« Le sujet de la résilience a longtemps été évité »

Bien que la lutte contre le changement climatique soit toujours au cœur des enjeux mondiaux, ses conséquences ne font que s’accentuer. Amélie Roux, Chef économiste, et Emmanuel Normant, Directeur du développement durable, nous livrent leur vision d’une construction durable et résiliente face aux aléas climatiques.

« Le sujet de la résilience a longtemps été évité »

Pourquoi la résilience est-elle un concept de plus en plus présent dans la construction durable ?

Amélie Roux : De façon globale, nous avons longtemps pensé que si nous portions tous nos efforts sur le zéro émission nette de carbone, nous arriverions à atténuer les conséquences les plus dramatiques du changement climatique comme les sécheresses ou les inondations. Nous voyons bien aujourd’hui que ce n’est pas le cas. Construire ou rénover un bâtiment pour qu’il résiste à ces aléas climatiques inévitables, c’est donc le rendre résilient.

Emmanuel Normant : Le sujet de la résilience a longtemps été évité – il était presque tabou ! – mais même avec les scénarios les plus optimistes, même si toutes les parties prenantes arrivaient à s’aligner sur les Accords de Paris et limiter le réchauffement climatique à +1,5°C, il y aura des changements significatifs sur notre planète. Nous les ressentons déjà. Tout l’enjeu de la résilience est donc de comprendre ces conséquences et les effets qu’elles auront sur nos marchés, nos solutions et nos façons de travailler.

Qu’est-ce que cela implique pour Saint-Gobain ?

Emmanuel Normant : L’enjeu est d’assurer un niveau de confort aux usagers des bâtiments malgré la multiplication des aléas climatiques. Beaucoup de nos solutions ont été pensées pour cela, comme l’isolation qui protège du froid. Mais demain, pourront-elles isoler aussi efficacement les personnes des vagues de chaleur ?

Amélie Roux : Nous allons également voir de nouvelles offres combinées émerger, ou prendre de l’ampleur. Ce sera par exemple le cas des toitures ou façades végétalisées, qui réduisent la chaleur intérieure des bâtiments tout en favorisant la biodiversité ; ou encore des cool roofs, ces toitures capables de réfléchir les rayons du soleil pour protéger de la chaleur. Le vitrage à contrôle solaire est également appelé à se développer.

Emmanuel Normant : Notre offre va devoir évoluer et nous avons pour cela une formidable force chez Saint-Gobain : notre présence internationale. Nous vendons chaque jour des solutions pour construire ou rénover aussi bien aux Emirats arabes unis qu’au Canada ; nous avons donc le savoir-faire. C’est en mobilisant toutes nos expertises que nous arriverons à apporter des réponses à cette problématique planétaire.
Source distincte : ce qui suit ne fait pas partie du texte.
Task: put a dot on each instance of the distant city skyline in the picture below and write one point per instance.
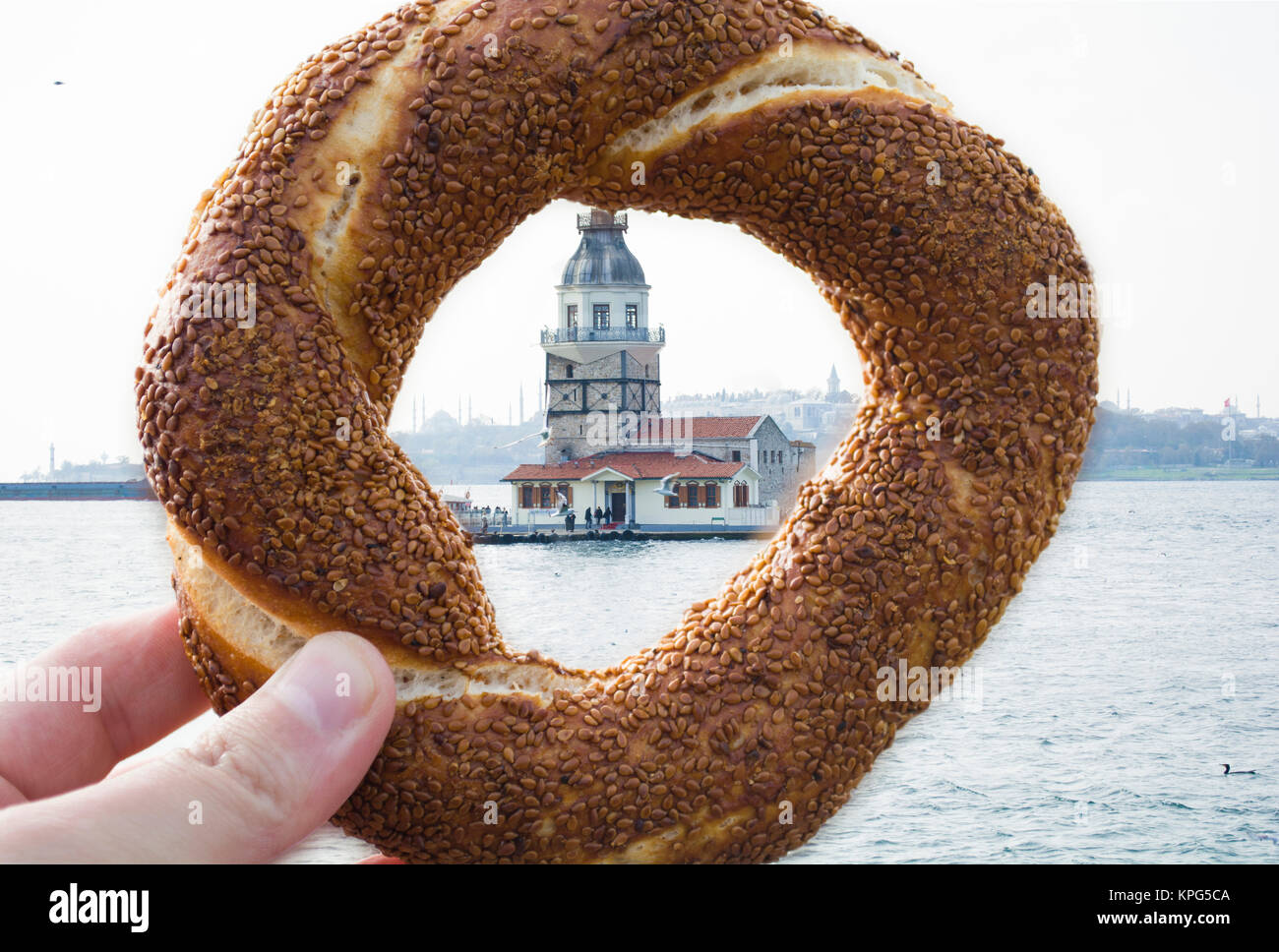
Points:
(1180, 237)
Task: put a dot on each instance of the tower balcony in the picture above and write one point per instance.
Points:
(609, 335)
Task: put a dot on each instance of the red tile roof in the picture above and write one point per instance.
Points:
(634, 465)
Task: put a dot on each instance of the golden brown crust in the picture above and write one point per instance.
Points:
(393, 163)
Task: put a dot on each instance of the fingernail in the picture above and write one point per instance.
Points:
(328, 683)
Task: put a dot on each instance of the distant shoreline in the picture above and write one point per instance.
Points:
(1194, 474)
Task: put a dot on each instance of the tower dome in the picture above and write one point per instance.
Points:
(602, 257)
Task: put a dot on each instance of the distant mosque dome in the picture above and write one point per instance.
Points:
(602, 257)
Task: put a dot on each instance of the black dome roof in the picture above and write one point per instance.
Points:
(602, 256)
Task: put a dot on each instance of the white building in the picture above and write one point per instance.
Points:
(608, 447)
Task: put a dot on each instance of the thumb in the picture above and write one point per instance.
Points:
(261, 778)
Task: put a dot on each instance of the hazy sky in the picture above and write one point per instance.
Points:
(1150, 124)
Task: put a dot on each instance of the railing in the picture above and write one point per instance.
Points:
(586, 220)
(579, 335)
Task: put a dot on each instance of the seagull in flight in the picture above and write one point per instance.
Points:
(664, 490)
(545, 434)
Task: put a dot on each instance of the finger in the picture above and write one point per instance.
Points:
(131, 685)
(260, 780)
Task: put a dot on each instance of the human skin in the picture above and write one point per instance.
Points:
(264, 777)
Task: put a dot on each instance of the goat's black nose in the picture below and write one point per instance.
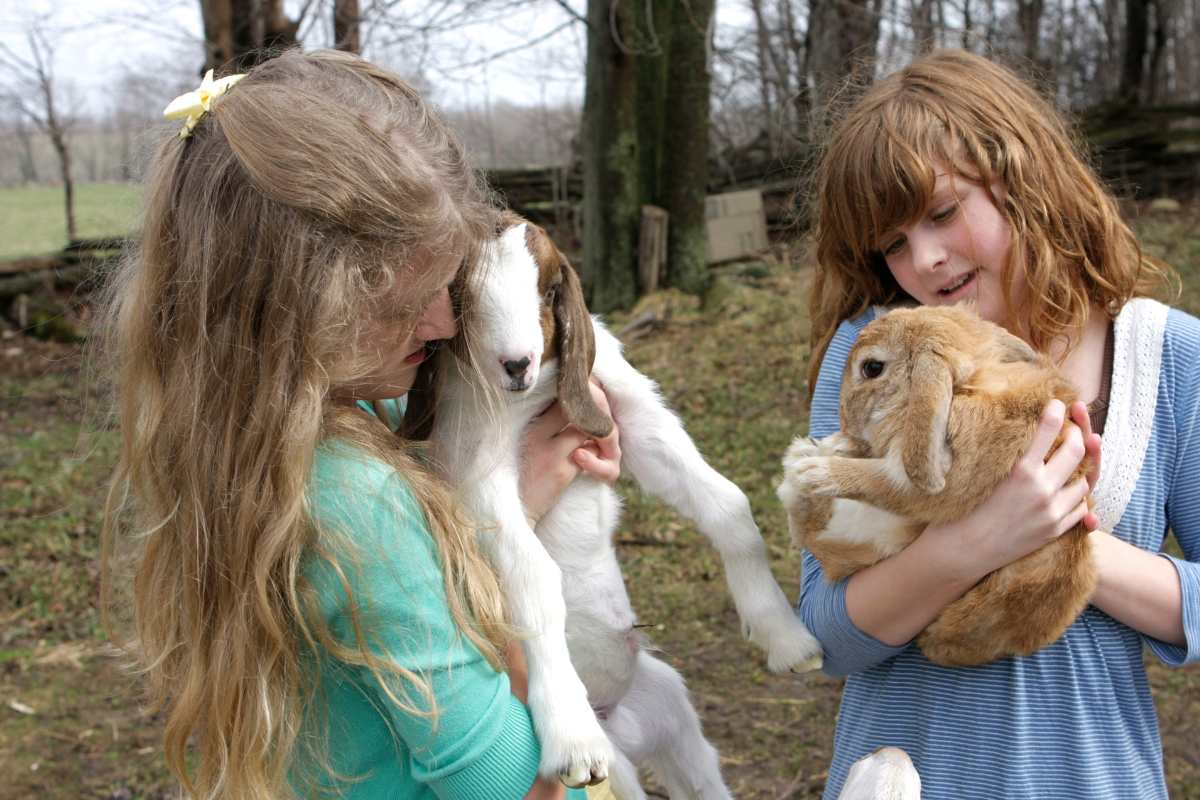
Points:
(516, 368)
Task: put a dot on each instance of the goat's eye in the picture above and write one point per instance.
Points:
(873, 368)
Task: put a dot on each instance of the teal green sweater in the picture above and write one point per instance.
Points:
(480, 743)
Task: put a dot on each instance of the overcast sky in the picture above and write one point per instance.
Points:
(101, 40)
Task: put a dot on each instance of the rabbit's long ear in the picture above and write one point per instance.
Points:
(576, 354)
(1013, 348)
(925, 452)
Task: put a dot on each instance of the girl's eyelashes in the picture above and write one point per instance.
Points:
(940, 215)
(945, 212)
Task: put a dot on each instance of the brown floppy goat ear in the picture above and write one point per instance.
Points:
(419, 411)
(576, 354)
(924, 450)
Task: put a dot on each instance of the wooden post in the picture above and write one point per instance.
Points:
(652, 247)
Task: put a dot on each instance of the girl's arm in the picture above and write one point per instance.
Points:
(1138, 588)
(1159, 595)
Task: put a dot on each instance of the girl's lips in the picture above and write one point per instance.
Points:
(957, 292)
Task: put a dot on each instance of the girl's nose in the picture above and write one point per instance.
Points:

Est-ce que cette notion de résilience se limite aux bâtiments résidentiels ?

Emmanuel Normant : Malheureusement non. La question est cruciale pour nos usines et les conditions de travail de nos collaborateurs. Nous devons adapter nos installations pour résister aux inondations, en déplaçant les installations électriques par exemple. Nous serons peut-être un jour amenés à repenser nos conditions de travail pour faire face aux vagues de chaleur. Il faut intégrer tous les risques climatiques dans nos futurs investissements, dans nos plans de continuité d’activité et réfléchir ensemble aux meilleures solutions en fonction des réalités locales.

Amélie Roux : Là encore, nous avons des solutions à apporter. La construction hors-site, qui réduit le temps de travail sur le chantier, est largement utilisée dans les Pays Nordiques en période de gel. Demain, elle trouvera sans doute son sens pour réduire le temps de travail sur les chantiers en extérieur lors d’épisodes caniculaires. Les progrès faits par la chimie de la construction pour utiliser moins d’eau dans les bétons est aussi une manière de s’adapter à cette évolution du climat et de préserver toujours plus cette précieuse ressource.

Saint-Gobain doit donc se positionner sur ce sujet ?

Amélie Roux : Evidemment ! Nous sommes de plus en plus interrogés par nos grands clients développeurs ou constructeurs. Les régulateurs s’emparent du sujet, ainsi que les labels verts. Il y a des coalitions de villes qui se forment pour trouver des solutions pour rendre leurs bâtiments et leurs quartiers plus résilients. On voit émerger des problématiques d’assurabilité et des pans entiers de nos villes ne seront plus couverts demain si nous n’arrivons pas à construire des bâtiments résilients.

Emmanuel Normant : En tant que leader de la construction durable, nous avons la responsabilité d’apporter des solutions. Et c’est ce que nous faisons, à travers notre offre, mais aussi à travers les actions de l’Observatoire de la Construction Durable – en interne comme en externe – pour embarquer toutes les parties prenantes dans la transition du secteur.